# Execution notebook
This notebook serves as a walk-through of the code to execute training of the ViT keypoint tracker

In [None]:
from utils.train_test_split import test_train_split
from utils.data_utils import FaceLandmarksDataset

In [None]:
#Prepare paths

root = "/Users/annastuckert/Documents/GitHub/ViT_facemap/ViT-pytorch"


## Data Preprocessing

### Test-train split (incl. dropping NAs)

In [None]:
# Define paths
csv_path = f"{root}/data/facemap/CollectedData_AVS.csv"
dest_folder = f"{root}/data/facemap/data_No_NaN"
source_folder = f"{root}/data/facemap"


# Call the function to process data
test_train_split(csv_path, source_folder, dest_folder)

## Data augmentation

Arguments:

rotation = how much rotation (degrees) should be applied to the image
img_height = input image height (consider changing this to automatically be derived from meta data files if expecting it not to be uniform)
img_size = size in pixels (ViT expect 224)

In [None]:
from utils.Dataaugmentation import AugmentedFaceDataset

transforms_list = [
    "rotate_rescale",
    "flip_rescale",
    "pad_rescale",
    "rotate_flip_rescale",
    "blur",]
transform_params = {
    "rotate_rescale": {"rotation": 30, "img_height": 256, "img_size": (224, 224)},
    "flip_rescale": {"img_height": 256, "img_size": (224, 224)},
    "pad_rescale": {"img_height": 300, "img_size": (224, 224)},
    "rotate_flip_rescale": {
        "rotation": 30,
        "img_height": 256,
        "img_size": (224, 224),
    },
    "blur": {"img_height": 256, "img_size": (224, 224)},
}


    # Apply transformations and save augmented data
face_dataset.apply_transforms_and_save()



# # Example usage
# transforms_list = [rotate_rescale, flip_rescale, pad_rescale, rotate_flip_rescale, blur]
# face_dataset = AugmentedFaceDataset(
#     csv_file="f{dest_folder}/train/train_data.csv",
#     root_dir="f{dest_folder}/train/",
#     output_dir="f{dest_folder}/train/augmented_data/",
# )
# # face_dataset = AugmentedFaceDataset(csv_file='data/facemap/LabeledData/Test/CollectedDataTest.csv', root_dir='data/facemap/LabeledData/Test/', output_dir='augmented_data_test/')
# face_dataset.apply_transforms_and_save(transforms_list)

In [2]:


# Import necessary components from the Dataaugmentation module
from utils.Dataaugmentation import AugmentedFaceDataset, rotate_rescale, flip_rescale, pad_rescale, rotate_flip_rescale, blur

# Define the transformation list and parameters
transforms_list = [
    "rotate_rescale",
    "flip_rescale",
    "pad_rescale",
    "rotate_flip_rescale",
    "blur",
]
transform_params = {
    "rotation": 10,
    "img_height": 256,
    "img_size": (224, 224),
}

# Set up dataset
face_dataset = AugmentedFaceDataset(
    csv_file="/Users/annastuckert/Documents/GitHub/ViT_facemap/ViT-pytorch/data/facemap/data_No_NaN/train/train_data.csv",  # Adjust path as necessary
    root_dir="/Users/annastuckert/Documents/GitHub/ViT_facemap/ViT-pytorch/data/facemap/data_No_NaN/train",  # Adjust path as necessary
    output_dir="/Users/annastuckert/Documents/GitHub/ViT_facemap/ViT-pytorch/data/facemap/data_No_NaN/train/augmented_data/",  # Adjust path as necessary
    output_size=(224, 224),
    transform_list=transforms_list,
    transform_params=transform_params,
)

# Apply transformations and save augmented data
face_dataset.apply_transforms_and_save()

# Print output directory to confirm
print("Augmented data saved to:", face_dataset.output_dir)
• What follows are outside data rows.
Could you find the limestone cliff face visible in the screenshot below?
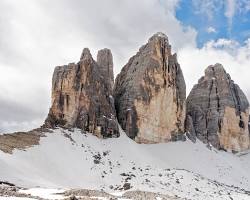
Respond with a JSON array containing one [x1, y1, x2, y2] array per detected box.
[[114, 33, 186, 143], [97, 49, 114, 90], [45, 49, 119, 137], [186, 64, 249, 151]]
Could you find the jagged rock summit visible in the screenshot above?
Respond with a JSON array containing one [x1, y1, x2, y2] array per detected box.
[[114, 33, 186, 143], [186, 64, 249, 151], [44, 48, 119, 137]]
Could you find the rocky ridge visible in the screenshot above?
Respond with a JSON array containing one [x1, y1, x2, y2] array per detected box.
[[186, 64, 250, 151], [45, 48, 119, 137], [24, 33, 250, 151], [114, 33, 186, 143]]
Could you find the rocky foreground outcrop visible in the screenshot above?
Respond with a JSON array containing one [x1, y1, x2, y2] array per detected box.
[[114, 33, 186, 143], [186, 64, 249, 151], [45, 49, 119, 137]]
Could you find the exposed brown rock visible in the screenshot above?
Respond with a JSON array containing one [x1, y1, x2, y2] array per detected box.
[[114, 33, 186, 143], [97, 48, 114, 90], [186, 64, 249, 151], [45, 49, 119, 137], [0, 129, 49, 154]]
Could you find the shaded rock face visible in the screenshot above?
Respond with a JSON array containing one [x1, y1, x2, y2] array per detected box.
[[186, 64, 249, 151], [45, 49, 119, 137], [114, 33, 186, 143], [97, 49, 114, 90]]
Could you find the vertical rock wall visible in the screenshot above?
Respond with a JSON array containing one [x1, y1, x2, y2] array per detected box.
[[186, 64, 249, 151], [45, 49, 119, 137], [114, 33, 186, 143]]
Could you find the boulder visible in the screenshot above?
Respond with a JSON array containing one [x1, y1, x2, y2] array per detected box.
[[114, 33, 186, 143], [186, 64, 249, 151], [45, 48, 119, 137]]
Augmented data saved to: /Users/annastuckert/Documents/GitHub/ViT_facemap/ViT-pytorch/data/facemap/data_No_NaN/train/augmented_data/


# Running Training

In order to train the ViT, the following sections are run. Subprocess is used in order to run train.py from within a python script.

For reference, the following arguments are to be specified for the training model.

"--name", default="test" 
--> "Name of this run. Used for monitoring."

"--dataset", default="facemap" 
--> "Which downstream task and dataset to use"

"--model_type", choices=["ViT-B_16", "ViT-B_32", "ViT-L_16", "ViT-L_32", "ViT-H_14", "R50-ViT-B_16"], default="ViT-B_16"
-->help="Which variant to use."

"--pretrained_dir", type=str, default="ViT-B_16.npz"
--> "Where to search for pretrained ViT models. If not modified, will search in the directory where .ipynb project execution file is placed."

"--output_dir", default="output", type=str
-->"The output directory where checkpoints will be written."

"--img_size", default=224, type=int
--> ="Resolution size for image"

"--train_batch_size", default=20, type=int
--> "Batch size for training."

"--eval_batch_size", default=20, type=int
h--> "Total batch size for eval."

"--eval_every", default=100, type=int,
--> "Run prediction on validation set every so many steps. Will always run one evaluation at the end of training."

"--learning_rate", default=2e-4, type=float,
--> "The initial learning rate for the optimizer."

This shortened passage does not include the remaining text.